La decimoctava edición de 'Gran Hermano', emitida a finales de 2017, iba a ser la definitiva. Todos estaban convencidos de que el ojo de la casa más famosa de la televisión española se cerraría para siempre debido a sus bajas audiencias, las peores de su historia. Con un supuesto caso de abuso sexual y el público huyendo de Guadalix, elaboré un reportaje para este periódico sobre los motivos de tal debacle. Consulté a varios expertos en la materia, desde críticos televisivos hasta catedráticos. La mayoría me comentaba que la culpa era de Telecinco por cambiar a Jorge Javier Vázquez por Mercedes Milá al frente del programa, que los concursantes ya no eran espontáneos y solo buscaban hacer bolos por la piel de toro, o directamente achacaban el bajo 'share' al agotamiento del formato. Pero el argumento más original y que más me convenció me lo dio el profesor de Sociología de la Universidad Complutense Marcial Romero. «'GH' está agotado porque ahora en este país hay otro 'reality' que llama más la atención, el de la política emitida en tiempo real», afirmó.

Aquella tarde, cuando le colgué el teléfono, encendí la tele y Carles Puigdemont acababa de declarar la independencia de Cataluña para luego dejarla en suspenso. Lo hizo con todas las cadenas generalistas emitiendo en directo. Hasta 16 horas seguidas estuvo Antonio García Ferreras en La Sexta. La tensión del momento fue imposible de batir para los concursantes de 'GH', por muchas monerías que hicieran. La realidad ganó a la telerrealidad.

Telecinco no se dio por vencida y estrenó el jueves pasado la versión VIP del formato, con famosos.
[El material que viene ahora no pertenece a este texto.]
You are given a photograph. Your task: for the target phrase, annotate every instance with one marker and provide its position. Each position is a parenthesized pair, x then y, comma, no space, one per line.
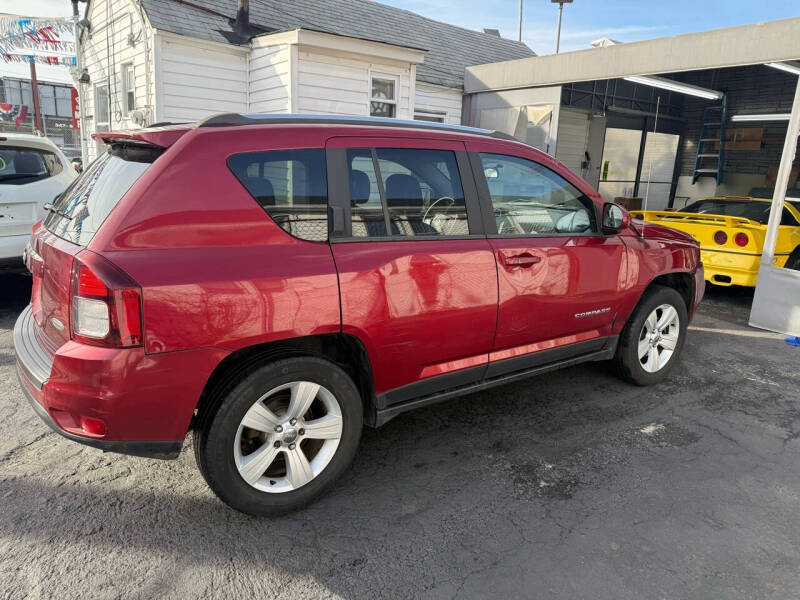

Lo hace la misma semana en la que los españoles almuerzan con un presidente publicando su tesis y cenan viendo a una ministra de Sanidad dimitiendo en directo. Pero la cadena de Mediaset sabe jugar fuerte y ha sacado su artillería. «Si la telerrealidad no es suficiente para ganar a la realidad, vayámonos al surrealismo sin tapujos», han debido de pensar sus directivos. El otro día vimos a la hija de Isabel Pantoja acompañada en la casa por un avestruz, una llama y varias gallinas. Paolo Vasile sabe que el presidente Quim Torra ha prometido «un otoño caliente» y esta vez no quiere perder la batalla.